6. Understanding Cluster Components
Data Movement from NFS to CPU
Imagine you write a R or Python program that loads and filters a CSV file. When working on a research computing cluster (the Yens), it’s essential to understand how data moves from ZFS to the processing unit (CPU) on a particular Yen computer (also called node or server) that will load and process the CSV file (the data).
Key Components
- CPU (Central Processing Unit): The primary component that processes instructions and data.

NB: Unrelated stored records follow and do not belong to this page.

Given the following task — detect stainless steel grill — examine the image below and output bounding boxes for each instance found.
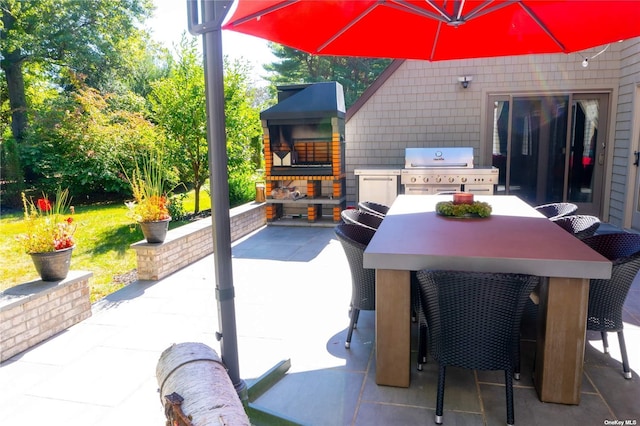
[400,147,499,195]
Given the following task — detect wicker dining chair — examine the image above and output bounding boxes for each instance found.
[340,209,383,231]
[358,201,389,217]
[534,203,578,220]
[335,223,376,349]
[417,270,539,425]
[583,232,640,379]
[551,214,600,240]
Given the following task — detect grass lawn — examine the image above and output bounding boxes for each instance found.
[0,191,211,303]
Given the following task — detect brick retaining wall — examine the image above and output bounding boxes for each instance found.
[0,271,93,362]
[131,202,267,281]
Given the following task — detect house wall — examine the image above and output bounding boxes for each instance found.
[346,43,622,218]
[609,38,640,228]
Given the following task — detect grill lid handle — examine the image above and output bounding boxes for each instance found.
[411,163,469,169]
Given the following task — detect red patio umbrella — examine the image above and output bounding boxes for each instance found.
[223,0,640,61]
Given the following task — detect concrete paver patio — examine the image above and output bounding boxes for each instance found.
[0,226,640,426]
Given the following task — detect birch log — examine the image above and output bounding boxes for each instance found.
[156,343,251,426]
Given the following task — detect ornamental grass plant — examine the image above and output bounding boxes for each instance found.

- RAM (Random Access Memory): Temporary storage that provides fast access to data for the CPU. There is a memory hierarchy with fastest but smallest registers that are closest to the CPU but hold the least amount of data for processing to the largest main memory (RAM) that is further from the CPU.
- Storage: On the Yens, storage is a Network File System (NFS), called ZFS. Storage, also called disk(s) or hard drive(s), allows multiple computers (Yen nodes) to access files (i.e., CSV file) over a network as if they were on the local hard drive. Storage medium can be:
- Hard disk drives, HDDs (“spinning disks”), which are slower to access but cheaper because they have moving parts
- Solid-state drives, SSDs (flash-based) which are more expensive but offer faster data read/writes
For example, ZFS project spaces use HDDs but local to each node, we have SSDs which can be accessed at /tmp path where a running program can output temporary files and read and write them very quickly.
You can check available space at /tmp on that particular yen node with:
df -h /tmp
Kitchen Analogy
Imagine the Yens as a kitchen:
- CPU (Stove): The CPU is like the stove in your kitchen. It has multiple burners (cores) that allow you to cook multiple dishes (process tasks) simultaneously. Each burner can operate independently, just as each CPU core can process different instructions at the same time. When cooking a meal (processing a task), you bring ingredients to the stove (from fridge if the meal is small, from the store when cooking a large meal, or drawer when using frequenty used ingredients).
- CPU Registers (Ingredients in Hand): Registers are like the ingredients you hold in your hand while cooking. They are the quickest to access and use, but you can only hold a small amount at a time.
- L1 Cache (Spice Rack Next to Stove): The L1 cache is like a spice rack right next to your stove. It stores a small amount of frequently used ingredients, making them very quick to access.
- L2 Cache (Drawer by the Stove): The L2 cache is like a drawer by the stove where you keep utensils and slightly larger quantities of frequently used items. It’s a bit further away than the spice rack but still very accessible.
- L3 Cache (Cabinet Near the Stove): The L3 cache is like a cabinet near the stove. It stores larger quantities of ingredients and tools that you use often but not as frequently as those in the L1 and L2 caches.
- RAM (Fridge): The RAM is like your fridge. It stores all the ingredients you need for your recipes, making them quickly accessible compared to going to the grocery store. You can store a fair amount of items, but there’s a limit to how much you can keep in the fridge at once.
- ZFS (Grocery Store): Storage is like the grocery store where all your ingredients are stored. Retrieving ingredients from the store requires time and effort, similar to accessing data from the NFS.
- Network (Highway): Highway from your house to the grocery store with certain number of lanes and speed limit that determine how fast you can get to the store and back.
- Network Latency (Speed Limit): The time it takes (dependent on the speed limit and traffic congestion) for you to drive to the grocery store and back. Lower latency means you can transport ingredients more quickly.
- Network Bandwidth (Number of Lanes): The number of lanes on the highway to the grocery store. Higher bandwidth means you can move more data at once. In our analogy, this means you can transport ingredients in larger quantities.